Several of those were running at the same time, and I was watching none of them closely. That’s the part that surprises people. They picture a coding assistant, one window, one task. A real day is a dozen of them at once, each on its own track.

I stopped hand-writing code years ago. What I do now is set the goal, read what comes back, and point each track at the next thing. The builds are the obvious line item. A feature on one track, a refactor on another, a throwaway prototype to find out if an idea is worth keeping. I move between them.

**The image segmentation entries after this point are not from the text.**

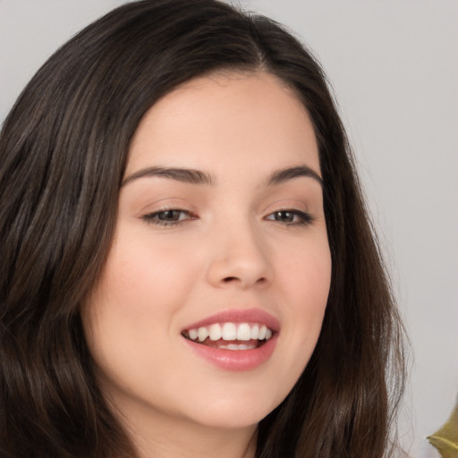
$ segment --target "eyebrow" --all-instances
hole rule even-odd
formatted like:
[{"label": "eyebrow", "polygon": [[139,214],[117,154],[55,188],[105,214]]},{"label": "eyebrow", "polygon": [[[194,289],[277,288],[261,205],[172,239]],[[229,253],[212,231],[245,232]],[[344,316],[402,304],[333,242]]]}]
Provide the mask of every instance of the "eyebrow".
[{"label": "eyebrow", "polygon": [[[139,178],[144,177],[162,177],[175,180],[177,182],[187,182],[191,184],[206,184],[213,185],[216,180],[213,176],[206,172],[200,170],[190,169],[190,168],[166,168],[166,167],[147,167],[138,172],[135,172],[131,175],[125,178],[121,186],[138,180]],[[267,181],[267,186],[273,186],[276,184],[281,184],[293,178],[299,178],[301,176],[313,178],[321,186],[323,186],[323,180],[313,169],[307,165],[297,165],[294,167],[288,167],[281,170],[275,171]]]},{"label": "eyebrow", "polygon": [[190,168],[165,168],[165,167],[148,167],[135,172],[131,175],[125,178],[121,186],[143,178],[146,176],[158,176],[162,178],[169,178],[177,182],[189,182],[191,184],[214,184],[215,180],[212,176],[200,170]]}]

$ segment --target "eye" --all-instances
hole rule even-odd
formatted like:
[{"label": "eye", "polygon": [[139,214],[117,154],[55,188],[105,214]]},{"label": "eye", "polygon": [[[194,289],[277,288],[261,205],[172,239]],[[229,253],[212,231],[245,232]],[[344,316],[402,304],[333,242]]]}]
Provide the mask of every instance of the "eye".
[{"label": "eye", "polygon": [[268,221],[277,221],[286,225],[308,225],[314,221],[313,216],[309,213],[293,209],[275,211],[268,215],[266,219]]},{"label": "eye", "polygon": [[148,213],[142,216],[142,219],[147,223],[159,225],[176,225],[182,221],[195,218],[195,215],[182,208],[167,208]]}]

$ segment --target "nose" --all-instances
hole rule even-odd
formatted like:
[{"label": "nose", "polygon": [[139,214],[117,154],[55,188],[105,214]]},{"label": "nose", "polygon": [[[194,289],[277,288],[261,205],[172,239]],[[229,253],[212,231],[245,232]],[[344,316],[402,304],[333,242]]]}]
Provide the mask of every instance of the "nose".
[{"label": "nose", "polygon": [[216,287],[264,288],[273,279],[268,249],[250,225],[228,225],[213,239],[208,280]]}]

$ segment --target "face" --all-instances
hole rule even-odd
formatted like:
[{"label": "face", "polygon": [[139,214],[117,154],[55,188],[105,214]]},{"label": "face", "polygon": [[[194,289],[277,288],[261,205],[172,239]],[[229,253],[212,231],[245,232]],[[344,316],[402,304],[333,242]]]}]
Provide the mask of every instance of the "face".
[{"label": "face", "polygon": [[82,310],[131,419],[256,425],[313,352],[331,275],[317,141],[266,73],[192,80],[147,113]]}]

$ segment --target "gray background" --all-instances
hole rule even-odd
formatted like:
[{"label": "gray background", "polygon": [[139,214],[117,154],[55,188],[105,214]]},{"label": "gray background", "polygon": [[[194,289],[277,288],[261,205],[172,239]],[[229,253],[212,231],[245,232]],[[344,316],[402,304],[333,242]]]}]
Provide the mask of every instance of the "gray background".
[{"label": "gray background", "polygon": [[[0,123],[64,40],[123,1],[0,0]],[[458,394],[458,2],[245,0],[297,32],[335,90],[414,357],[415,458]]]}]

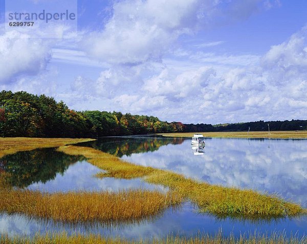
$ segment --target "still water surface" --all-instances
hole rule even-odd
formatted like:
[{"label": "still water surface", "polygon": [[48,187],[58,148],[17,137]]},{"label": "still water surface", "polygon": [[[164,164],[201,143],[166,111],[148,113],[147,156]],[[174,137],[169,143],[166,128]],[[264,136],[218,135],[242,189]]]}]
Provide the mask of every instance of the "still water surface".
[{"label": "still water surface", "polygon": [[[207,138],[204,149],[191,148],[190,139],[138,136],[104,138],[81,144],[112,153],[129,162],[169,169],[210,184],[275,193],[307,207],[307,140]],[[100,170],[83,157],[68,156],[54,149],[17,153],[0,159],[10,172],[16,187],[54,192],[109,190],[142,188],[163,190],[136,179],[131,180],[93,177]],[[65,230],[101,233],[126,238],[164,236],[170,232],[192,235],[198,231],[214,234],[255,231],[307,233],[307,218],[251,222],[220,219],[200,214],[189,202],[169,209],[160,216],[138,222],[92,226],[63,225],[14,215],[0,215],[0,233],[33,235],[36,232]]]}]

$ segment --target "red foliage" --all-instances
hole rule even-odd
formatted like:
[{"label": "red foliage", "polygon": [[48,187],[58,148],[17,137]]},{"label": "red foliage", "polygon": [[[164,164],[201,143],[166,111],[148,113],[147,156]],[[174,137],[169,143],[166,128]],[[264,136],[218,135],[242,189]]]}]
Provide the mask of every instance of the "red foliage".
[{"label": "red foliage", "polygon": [[5,110],[4,109],[0,109],[0,122],[5,120]]}]

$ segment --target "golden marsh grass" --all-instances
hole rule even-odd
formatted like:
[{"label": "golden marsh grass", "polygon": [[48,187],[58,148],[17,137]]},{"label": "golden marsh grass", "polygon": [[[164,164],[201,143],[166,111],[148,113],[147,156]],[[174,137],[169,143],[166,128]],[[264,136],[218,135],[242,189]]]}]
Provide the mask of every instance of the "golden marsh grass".
[{"label": "golden marsh grass", "polygon": [[163,136],[173,137],[192,137],[194,134],[202,134],[205,137],[229,138],[307,138],[307,131],[250,131],[234,132],[186,132],[159,134]]},{"label": "golden marsh grass", "polygon": [[107,171],[97,177],[143,177],[149,183],[168,187],[197,205],[201,212],[259,217],[293,216],[306,213],[300,206],[273,196],[252,190],[210,185],[171,171],[130,164],[93,148],[68,146],[58,150],[70,155],[83,155],[89,162]]},{"label": "golden marsh grass", "polygon": [[0,212],[70,223],[140,219],[181,202],[173,193],[129,190],[55,193],[0,189]]},{"label": "golden marsh grass", "polygon": [[273,233],[271,235],[255,233],[250,236],[242,234],[235,237],[232,234],[224,237],[220,232],[215,235],[198,234],[195,236],[178,236],[169,234],[165,238],[155,238],[151,239],[138,240],[123,239],[119,237],[105,237],[100,235],[82,235],[76,234],[69,236],[66,233],[47,233],[41,235],[36,234],[33,237],[15,237],[10,238],[7,235],[0,235],[0,243],[8,244],[50,244],[65,243],[67,244],[302,244],[307,242],[305,236],[297,237],[293,236],[286,237],[283,233]]},{"label": "golden marsh grass", "polygon": [[0,137],[0,158],[20,151],[30,151],[36,148],[55,148],[91,140],[94,140],[67,138]]}]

A lot of the rest is analysis. When I need to understand something, I point a frontier model at the question and let it direct a fleet of cheaper ones. The research for the last post ran that way: it read the engineering corpus, swept X and Reddit, pulled the rankings live, and came back with a few hundred cited findings. A sweep that used to be a week of analyst time now takes one sitting and a few dollars. I run versions of it constantly, mostly on work data.

And a real share goes to explaining things. Leadership briefings, where the job is turning a pile of context into something a room can decide on. Teaching material, to bring other people up the same curve. Talks. Diagrams that make a strategy legible enough to argue about. None of that is the work people imagine when they hear “token bill,” and for me it’s a steady slice of it.

Add it up and it’s all work I was already doing, now running at once. Two things run up the bill. I work in parallel, and I hand the model long, high-level tasks and let it figure out how to do them. I set direction. It does the figuring.

So I read the bill the way the last piece argued you should: as a stack of small machines, each with a job and a cost. The only question that matters is what each one produced. Most months the answer is work I couldn’t have reached otherwise. Some of it I’d have had to hire for, and the work would have waited on the hire. Instead it started yesterday morning.